The allyl cation can be written as resonance between 2 or even 3 Lewis structures (I II III). Although it looks rather odd, the 3rd structure (III) was found (by Y. Mo in JCP 1996) to weight about 20% in the total wave function.

Quantum chemistry methods normally cannot use such a simple view of the resonance, even in such a simple system. For instance in the traditionnal Valence Bond (VB) formalism the equivalent description would require a much larger number of structure (from a to i although some redondancies push some VB structures to fade away as tentatively represented bellow).

A method for expressing the wave function in the simple terms of Lewis structures is proposed and tested on the allyl cation. This computational scheme is called Valence Bond BOND for Breathing Orbitals Naturally Delocalized, and labelled as VBB. It makes use of a GVB description of each double bond, which ensures that left-right correlation is accounted in each double bond.

The compact VBB wave function gives consistent results with the Breathing Orbital Valence Bond method (BOVB from Hiberty et al) for the resonance energy of the allyl cation (54 and 55 kcal/mol for VBB and BOVB, respectively).

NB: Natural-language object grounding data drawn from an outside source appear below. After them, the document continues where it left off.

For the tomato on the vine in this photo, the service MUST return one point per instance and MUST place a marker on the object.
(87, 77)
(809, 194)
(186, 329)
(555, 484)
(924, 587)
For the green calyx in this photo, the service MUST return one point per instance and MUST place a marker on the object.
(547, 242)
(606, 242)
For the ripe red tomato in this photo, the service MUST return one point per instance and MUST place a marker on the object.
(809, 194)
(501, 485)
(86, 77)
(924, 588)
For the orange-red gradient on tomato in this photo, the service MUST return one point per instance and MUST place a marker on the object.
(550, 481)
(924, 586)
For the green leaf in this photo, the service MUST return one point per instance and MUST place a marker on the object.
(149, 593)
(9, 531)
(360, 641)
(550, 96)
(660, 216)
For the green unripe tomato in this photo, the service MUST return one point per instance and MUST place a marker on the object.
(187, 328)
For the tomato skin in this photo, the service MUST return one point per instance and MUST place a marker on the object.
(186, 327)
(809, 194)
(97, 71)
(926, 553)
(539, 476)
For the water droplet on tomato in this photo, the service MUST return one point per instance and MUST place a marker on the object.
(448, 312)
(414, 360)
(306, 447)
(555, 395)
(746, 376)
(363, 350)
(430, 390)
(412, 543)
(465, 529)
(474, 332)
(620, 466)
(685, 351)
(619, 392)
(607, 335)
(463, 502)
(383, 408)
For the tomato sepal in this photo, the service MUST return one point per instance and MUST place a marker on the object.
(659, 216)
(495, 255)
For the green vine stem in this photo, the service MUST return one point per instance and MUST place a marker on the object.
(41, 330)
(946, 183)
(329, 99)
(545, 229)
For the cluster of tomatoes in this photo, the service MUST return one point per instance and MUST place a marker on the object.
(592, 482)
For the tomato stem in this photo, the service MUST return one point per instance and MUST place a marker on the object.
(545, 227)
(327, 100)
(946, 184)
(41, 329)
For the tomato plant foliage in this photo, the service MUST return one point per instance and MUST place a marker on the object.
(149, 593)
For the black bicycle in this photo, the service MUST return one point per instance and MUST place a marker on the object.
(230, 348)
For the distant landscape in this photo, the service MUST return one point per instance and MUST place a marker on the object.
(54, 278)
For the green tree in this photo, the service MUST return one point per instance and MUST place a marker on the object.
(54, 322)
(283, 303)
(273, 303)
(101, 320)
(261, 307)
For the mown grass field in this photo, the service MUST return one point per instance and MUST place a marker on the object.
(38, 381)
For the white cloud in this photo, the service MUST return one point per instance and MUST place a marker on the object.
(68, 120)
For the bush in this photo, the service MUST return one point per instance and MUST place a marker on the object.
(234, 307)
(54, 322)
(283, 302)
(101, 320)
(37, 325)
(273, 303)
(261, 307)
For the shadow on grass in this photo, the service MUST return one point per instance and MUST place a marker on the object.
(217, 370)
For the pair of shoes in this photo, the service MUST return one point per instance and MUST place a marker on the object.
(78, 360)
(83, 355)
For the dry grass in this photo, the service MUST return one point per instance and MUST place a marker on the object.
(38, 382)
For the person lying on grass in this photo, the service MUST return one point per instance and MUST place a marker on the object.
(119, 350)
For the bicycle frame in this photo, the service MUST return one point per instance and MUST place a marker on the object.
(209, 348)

The optimization of the σ orbitals, in such a way they adapt to each resonance structure, makes use of the Breathing Orbital Effect. It is shown that this "breathing" of the σ frame is more efficient in the resonant hybrid than in the localized state, so that a resonance energy of 63 kcal/mol is obtained at this level of computation.

The weights found with the VBB method is consistent with the NRT computation results.